Wills blames Bolshevik authoritarianism on “the failure of social revolution in Europe”, yet the Bolsheviks were disbanding soviets and imposing one-man management long before this happened. He absolves the Bolshevik leadership for responsibility for its own actions by stating “the real cause” was “the failures and betrayals of the workers’ movement in Europe and elsewhere”. If all else fails, blame the workers, eh?
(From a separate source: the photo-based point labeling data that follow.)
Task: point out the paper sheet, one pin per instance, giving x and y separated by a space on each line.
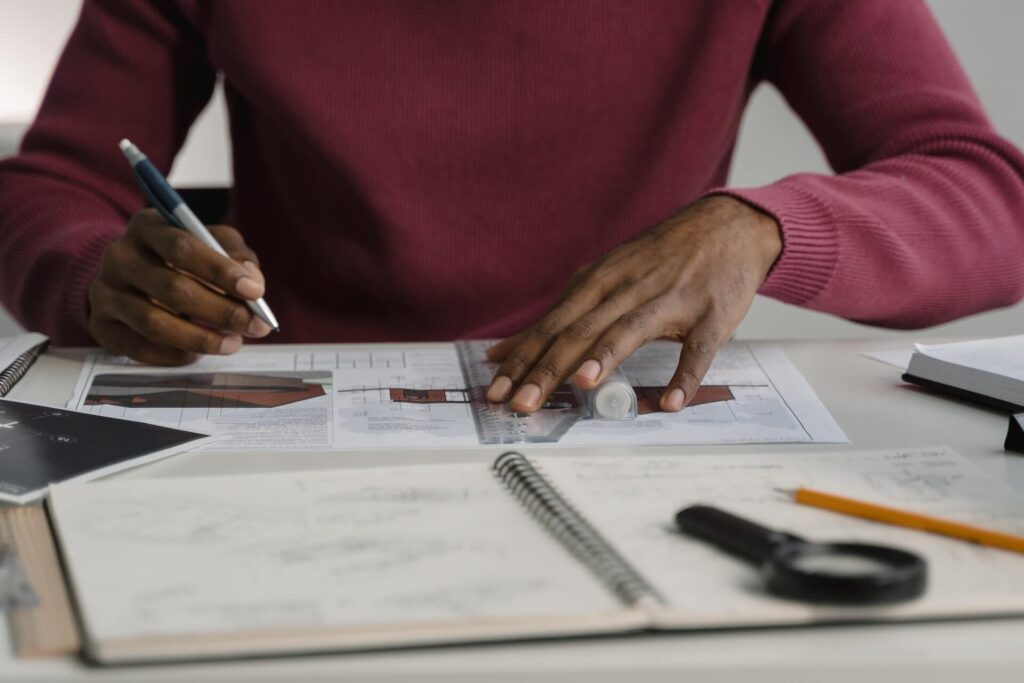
417 397
900 358
633 502
312 550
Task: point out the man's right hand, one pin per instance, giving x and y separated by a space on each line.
162 296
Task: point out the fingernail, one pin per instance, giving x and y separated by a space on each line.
590 370
248 288
257 328
230 344
674 401
253 268
527 396
499 390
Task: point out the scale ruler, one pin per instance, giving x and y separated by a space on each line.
497 423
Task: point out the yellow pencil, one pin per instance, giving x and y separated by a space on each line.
886 515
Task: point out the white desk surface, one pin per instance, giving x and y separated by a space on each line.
870 403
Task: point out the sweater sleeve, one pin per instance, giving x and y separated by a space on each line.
924 221
133 70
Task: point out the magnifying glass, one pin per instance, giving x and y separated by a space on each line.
793 567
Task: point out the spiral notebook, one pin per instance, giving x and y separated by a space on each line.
527 548
16 355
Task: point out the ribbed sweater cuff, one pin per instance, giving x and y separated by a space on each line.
84 268
810 240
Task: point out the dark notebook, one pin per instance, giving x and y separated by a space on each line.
40 445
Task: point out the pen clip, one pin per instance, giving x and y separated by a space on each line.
156 203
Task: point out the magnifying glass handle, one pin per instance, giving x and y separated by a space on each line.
731 534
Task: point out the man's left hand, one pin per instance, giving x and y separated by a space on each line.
690 279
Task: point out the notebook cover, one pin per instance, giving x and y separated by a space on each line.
1015 436
963 393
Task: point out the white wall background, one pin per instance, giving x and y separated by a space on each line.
772 143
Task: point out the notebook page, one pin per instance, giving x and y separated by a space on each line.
311 550
633 502
1003 356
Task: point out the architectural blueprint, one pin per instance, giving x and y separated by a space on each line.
417 396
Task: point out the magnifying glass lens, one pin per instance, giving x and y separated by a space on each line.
847 572
840 564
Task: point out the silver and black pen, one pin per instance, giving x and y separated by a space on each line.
176 212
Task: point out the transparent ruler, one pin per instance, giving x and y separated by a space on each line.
497 423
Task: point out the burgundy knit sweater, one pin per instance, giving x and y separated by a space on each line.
437 169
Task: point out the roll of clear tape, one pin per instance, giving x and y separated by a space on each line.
611 399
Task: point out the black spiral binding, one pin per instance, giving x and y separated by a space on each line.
571 528
16 370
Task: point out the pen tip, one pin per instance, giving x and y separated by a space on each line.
130 152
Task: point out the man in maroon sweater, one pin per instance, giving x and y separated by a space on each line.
431 170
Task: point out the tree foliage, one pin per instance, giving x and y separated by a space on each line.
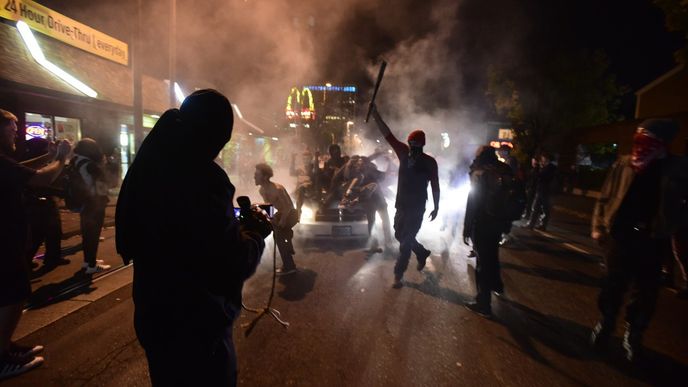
676 12
549 99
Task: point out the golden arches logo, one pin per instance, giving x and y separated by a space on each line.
300 104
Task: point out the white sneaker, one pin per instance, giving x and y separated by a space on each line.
98 262
98 268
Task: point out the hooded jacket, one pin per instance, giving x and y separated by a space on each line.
673 209
175 220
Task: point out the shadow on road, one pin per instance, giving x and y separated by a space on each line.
79 283
570 339
574 277
431 286
297 285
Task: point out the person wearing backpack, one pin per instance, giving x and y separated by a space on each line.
488 215
89 163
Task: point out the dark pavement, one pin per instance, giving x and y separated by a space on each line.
348 327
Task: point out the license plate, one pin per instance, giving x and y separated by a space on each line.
341 230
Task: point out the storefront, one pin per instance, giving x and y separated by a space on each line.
65 80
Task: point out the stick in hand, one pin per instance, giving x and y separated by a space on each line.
377 86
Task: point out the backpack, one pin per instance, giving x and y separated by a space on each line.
76 191
505 194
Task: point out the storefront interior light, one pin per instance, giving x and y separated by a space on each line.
38 56
178 93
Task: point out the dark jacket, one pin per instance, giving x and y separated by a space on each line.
175 220
672 207
476 204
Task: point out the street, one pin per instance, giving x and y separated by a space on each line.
349 327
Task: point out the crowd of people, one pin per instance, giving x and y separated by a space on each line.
194 249
31 217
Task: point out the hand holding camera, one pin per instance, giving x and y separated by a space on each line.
252 218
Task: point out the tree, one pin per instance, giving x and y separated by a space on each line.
553 97
676 13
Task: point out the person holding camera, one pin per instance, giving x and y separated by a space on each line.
175 220
285 218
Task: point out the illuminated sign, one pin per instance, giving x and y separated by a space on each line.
36 131
302 101
64 29
506 134
345 89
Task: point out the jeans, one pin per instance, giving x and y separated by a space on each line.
485 237
633 261
91 220
407 223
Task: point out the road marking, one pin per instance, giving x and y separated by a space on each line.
565 244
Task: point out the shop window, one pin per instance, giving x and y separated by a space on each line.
39 126
67 129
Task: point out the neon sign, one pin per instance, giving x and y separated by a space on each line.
300 104
36 131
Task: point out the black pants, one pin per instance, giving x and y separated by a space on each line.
407 223
45 226
283 237
485 237
172 362
541 205
91 220
633 261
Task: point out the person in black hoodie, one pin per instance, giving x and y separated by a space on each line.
175 220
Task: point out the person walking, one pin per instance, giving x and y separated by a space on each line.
90 162
416 170
285 218
15 286
641 205
485 228
540 213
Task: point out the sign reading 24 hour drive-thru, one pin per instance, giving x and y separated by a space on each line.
70 31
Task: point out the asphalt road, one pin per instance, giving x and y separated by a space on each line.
349 327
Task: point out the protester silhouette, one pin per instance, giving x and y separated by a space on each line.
175 220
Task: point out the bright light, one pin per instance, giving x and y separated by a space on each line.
124 139
237 111
445 140
178 93
39 57
307 214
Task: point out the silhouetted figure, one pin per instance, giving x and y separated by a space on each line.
540 212
45 223
416 170
90 161
175 220
15 287
483 228
641 205
285 218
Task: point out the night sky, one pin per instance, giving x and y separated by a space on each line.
521 32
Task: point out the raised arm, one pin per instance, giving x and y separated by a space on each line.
399 147
49 173
435 186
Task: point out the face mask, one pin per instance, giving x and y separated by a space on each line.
646 148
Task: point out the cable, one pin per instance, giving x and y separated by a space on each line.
267 310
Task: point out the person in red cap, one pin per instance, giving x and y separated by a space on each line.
641 205
416 170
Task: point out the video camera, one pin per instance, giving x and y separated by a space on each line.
254 218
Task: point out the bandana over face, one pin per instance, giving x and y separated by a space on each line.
646 148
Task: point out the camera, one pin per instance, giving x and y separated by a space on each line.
254 218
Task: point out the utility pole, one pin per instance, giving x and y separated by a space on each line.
172 40
136 70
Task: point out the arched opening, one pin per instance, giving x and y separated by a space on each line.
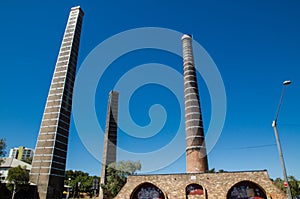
147 191
193 190
246 190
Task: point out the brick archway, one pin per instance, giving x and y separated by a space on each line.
194 190
246 190
147 191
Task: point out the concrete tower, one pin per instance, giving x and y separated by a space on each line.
49 161
110 139
196 159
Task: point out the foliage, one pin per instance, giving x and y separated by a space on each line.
18 177
117 174
294 185
80 181
2 149
28 160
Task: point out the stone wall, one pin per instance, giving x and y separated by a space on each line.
215 185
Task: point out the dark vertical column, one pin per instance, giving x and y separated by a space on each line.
49 161
196 159
110 139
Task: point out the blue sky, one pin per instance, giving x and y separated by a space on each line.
254 44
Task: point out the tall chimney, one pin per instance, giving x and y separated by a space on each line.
196 159
49 161
110 139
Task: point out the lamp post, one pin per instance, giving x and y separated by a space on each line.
68 194
288 190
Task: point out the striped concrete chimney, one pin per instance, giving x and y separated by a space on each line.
49 161
196 159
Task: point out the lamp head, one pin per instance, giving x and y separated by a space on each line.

Wills says my comments on workers’ councils do “not differ from Marxism or early Bolshevism” and seem “rather to be the beginning of a break with anti-statism”. Funnily enough, I was paraphrasing comments Bakunin made before the Paris Commune applied the idea of imperative mandates (which Marx praised). So my comments signify consistent anti-statism, not a “break” from it. As for “early Bolshevism”, surely Wills knows that the Bolsheviks initially opposed the soviets in 1905 (the logic of that opposition was distinctly anti-democratic, although it helps explain what happened in 1918!)? And that the anarchists not only supported the soviets, but saw them as the framework of the free society (unlike the Bolsheviks)? The difference being, as the Makhnoites and the Bolsheviks show, anarchists mean it!